2012年8月号(第58巻8号)

私の初めてのヨーロッパ旅物語

財団法人 日本公衆衛生協会 名誉会長
北川 定謙

1. これは、世の一般の常識に相違して感心した話 昭和39年のイースターの休暇を利用して、パリからローマを旅したときのこと。
パリの交通公社でローマ行きの寝台券を求めようと窓口に行ったら、もう満席で1枚も空きはない、「多分車掌が管理している分があるので、乗り込んでしまってから頼みなさい」とアドバイス。それで18:00リヨン発のロンバルジャ・エキスプレスに乗り込み、交通公社窓口氏のアドバイスに従って、車掌に懇願したところ、アドバイスどおり天井席を見つけて来てくれた。感謝のつもりでフラン紙幣を服のポケットに入れようとしたところ、頑強に“NO”そしてニコニコしながら席に案内してくれたことを今でも思いだします。

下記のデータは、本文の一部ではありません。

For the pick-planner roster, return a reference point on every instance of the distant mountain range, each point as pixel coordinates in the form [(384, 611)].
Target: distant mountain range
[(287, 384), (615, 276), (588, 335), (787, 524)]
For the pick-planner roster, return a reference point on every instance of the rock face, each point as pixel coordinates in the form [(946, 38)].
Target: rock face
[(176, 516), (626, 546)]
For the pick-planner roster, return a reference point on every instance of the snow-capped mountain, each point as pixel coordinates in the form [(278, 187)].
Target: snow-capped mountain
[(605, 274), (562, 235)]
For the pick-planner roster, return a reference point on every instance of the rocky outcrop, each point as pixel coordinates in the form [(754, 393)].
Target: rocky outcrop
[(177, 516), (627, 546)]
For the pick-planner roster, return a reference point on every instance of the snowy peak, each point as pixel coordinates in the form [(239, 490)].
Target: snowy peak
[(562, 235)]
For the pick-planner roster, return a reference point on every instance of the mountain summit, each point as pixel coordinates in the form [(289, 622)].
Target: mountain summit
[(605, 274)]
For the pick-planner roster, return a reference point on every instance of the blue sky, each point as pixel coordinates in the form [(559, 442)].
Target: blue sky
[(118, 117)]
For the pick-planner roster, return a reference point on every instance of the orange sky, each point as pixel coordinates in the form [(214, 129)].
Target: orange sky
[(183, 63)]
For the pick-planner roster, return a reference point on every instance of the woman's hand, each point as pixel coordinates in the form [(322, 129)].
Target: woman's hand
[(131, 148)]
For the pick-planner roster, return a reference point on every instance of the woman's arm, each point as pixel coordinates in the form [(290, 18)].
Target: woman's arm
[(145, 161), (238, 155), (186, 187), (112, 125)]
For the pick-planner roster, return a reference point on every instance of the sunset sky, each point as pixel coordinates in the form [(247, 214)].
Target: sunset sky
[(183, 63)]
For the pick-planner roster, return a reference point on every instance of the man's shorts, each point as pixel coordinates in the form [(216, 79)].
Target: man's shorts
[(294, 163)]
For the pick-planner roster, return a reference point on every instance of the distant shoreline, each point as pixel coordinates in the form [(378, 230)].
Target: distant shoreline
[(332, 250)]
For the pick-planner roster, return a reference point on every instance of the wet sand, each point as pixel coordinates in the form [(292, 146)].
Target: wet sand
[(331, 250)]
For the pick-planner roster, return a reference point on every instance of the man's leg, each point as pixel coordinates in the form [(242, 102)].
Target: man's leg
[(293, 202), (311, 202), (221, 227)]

2. これは、WHOのプログラムでユーゴのザグレブからウイーンに旅をしたときの話
昭和39年秋、丁度、東京オリンピックで国際交通がさかんになっていたときのこと。
ある夜、ウイーンのオペラを鑑賞してオペラ座から出てきたところ、突然「日本の方ですか」と声をかけられたのである。話を聞けば団体旅行でヨーロッパを回っていたのであるが、ウイーンの空港でエージェントとはぐれてしまった日本人二人連れが、オペラ座の屋根の下で野宿を覚悟していたところ、たまたま日本人らしい私が通りかかったので声をかけられたというわけである。ホテルを何とかしてほしいとのご要望。当方としても旅行者の身であり、土地勘も無いので思案に余ったのであるが、ともかく私のホテルに行ってみようとタクシーを拾ったところ、ホテルでは「今日は国際見本市とかで満室で空室は無い」との冷たい返事。たまたま昼間知り合ったアメリカの歯医者さんが大きなお部屋をとっていたのを思い出し、ままよとお願いしたところ大変親切な方で、私のシングル部屋と交換することに同意をしてくれた。これで野宿を覚悟していた二人は大喜び、お土産に持っていた浴衣(ユカタ)と下駄(勿論何れも新品)を献上した次第である。これには、歯医者さんも大喜び。すべて円満に解決。私も日本に帰ってから何度かお二人さんからご馳走をしていただいた。
「情けは人のためならず」を思い返しています。